Contemplé el río y vi que las lanchas policiales y dos remolcadores portuarios habían arremetido contra el casco de la vieja nave y trataban de dirigir su popa hacia la margen de hormigón del nuevo muelle. El humo negro que seguía saliendo por la chimenea y la espuma de color crema que brotaba junto a la popa indicaban que los motores del barco seguían en funcionamiento. Mientras los remolcadores progresaban con sus topetazos al buque en dirección a la orilla, la superestructura metálica rozó el puente y chocó con él una y otra vez.

Observé la actividad del barco, en las cubiertas y en el interior. La gente que estaba a bordo se movía hacia la popa. Muchos de ellos caían en la carrera.

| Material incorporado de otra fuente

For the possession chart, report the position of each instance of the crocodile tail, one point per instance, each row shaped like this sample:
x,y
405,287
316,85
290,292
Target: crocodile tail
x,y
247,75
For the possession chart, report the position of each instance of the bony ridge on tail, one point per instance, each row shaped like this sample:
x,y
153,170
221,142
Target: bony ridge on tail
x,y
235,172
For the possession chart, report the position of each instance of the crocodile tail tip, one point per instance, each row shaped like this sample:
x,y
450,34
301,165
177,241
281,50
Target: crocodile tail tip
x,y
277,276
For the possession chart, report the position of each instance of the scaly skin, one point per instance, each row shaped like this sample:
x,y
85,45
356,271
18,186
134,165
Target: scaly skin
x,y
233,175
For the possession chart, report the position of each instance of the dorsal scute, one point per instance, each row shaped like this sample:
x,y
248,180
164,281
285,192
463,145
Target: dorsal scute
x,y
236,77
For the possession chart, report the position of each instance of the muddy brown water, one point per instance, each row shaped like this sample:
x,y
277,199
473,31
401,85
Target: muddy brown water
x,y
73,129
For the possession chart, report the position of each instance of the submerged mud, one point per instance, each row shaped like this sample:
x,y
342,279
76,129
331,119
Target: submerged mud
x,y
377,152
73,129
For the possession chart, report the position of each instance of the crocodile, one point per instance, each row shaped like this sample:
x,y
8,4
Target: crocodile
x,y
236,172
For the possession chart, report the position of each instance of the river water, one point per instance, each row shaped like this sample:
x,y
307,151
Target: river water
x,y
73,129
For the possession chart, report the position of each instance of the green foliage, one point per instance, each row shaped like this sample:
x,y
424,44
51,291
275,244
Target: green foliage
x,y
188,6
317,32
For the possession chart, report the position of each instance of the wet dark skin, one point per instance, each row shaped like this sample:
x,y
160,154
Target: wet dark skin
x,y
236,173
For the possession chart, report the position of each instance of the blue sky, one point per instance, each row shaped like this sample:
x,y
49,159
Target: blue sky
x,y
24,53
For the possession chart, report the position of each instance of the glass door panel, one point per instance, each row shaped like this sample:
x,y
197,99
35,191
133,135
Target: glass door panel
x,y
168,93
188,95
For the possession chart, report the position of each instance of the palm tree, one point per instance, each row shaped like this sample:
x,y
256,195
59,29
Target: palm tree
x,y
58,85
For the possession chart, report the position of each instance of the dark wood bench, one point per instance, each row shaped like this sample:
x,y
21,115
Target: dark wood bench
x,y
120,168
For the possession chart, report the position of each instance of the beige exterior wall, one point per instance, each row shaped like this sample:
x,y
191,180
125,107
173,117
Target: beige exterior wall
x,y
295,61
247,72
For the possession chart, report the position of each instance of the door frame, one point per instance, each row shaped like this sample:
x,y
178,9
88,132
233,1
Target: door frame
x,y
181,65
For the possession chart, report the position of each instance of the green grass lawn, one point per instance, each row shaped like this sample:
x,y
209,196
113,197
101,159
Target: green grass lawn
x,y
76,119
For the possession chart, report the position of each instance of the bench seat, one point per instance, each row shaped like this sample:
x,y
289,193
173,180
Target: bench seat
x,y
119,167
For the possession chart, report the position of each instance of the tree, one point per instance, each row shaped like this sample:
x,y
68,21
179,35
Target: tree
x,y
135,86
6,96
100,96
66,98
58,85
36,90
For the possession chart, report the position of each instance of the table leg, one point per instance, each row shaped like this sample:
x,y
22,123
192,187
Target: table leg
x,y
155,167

La popa golpeó el muelle de hormigón y en ese instante desembarcaron los primeros hombres.

El buque quedó firmemente encajado entre la orilla y el puente, con la proa todavía bajo el arco, la superestructura contra el parapeto y la popa desbordante en el muelle. Un remolcador dio la vuelta en dirección al puente para asegurarse de que el barco no girara y regresara al río mientras no detuviera sus máquinas. Cuatro lanchas de la policía se hallaban por entonces junto al lado de babor del buque y sobre las cubiertas se lanzaron cuerdas y escalas de cuerdas con arreos. Los pasajeros, que estaban abandonando el barco, no se esforzaron por retirarlas, y cuando la primera escala fue asegurada, la policía y oficiales aduaneros empezaron a trepar por ella.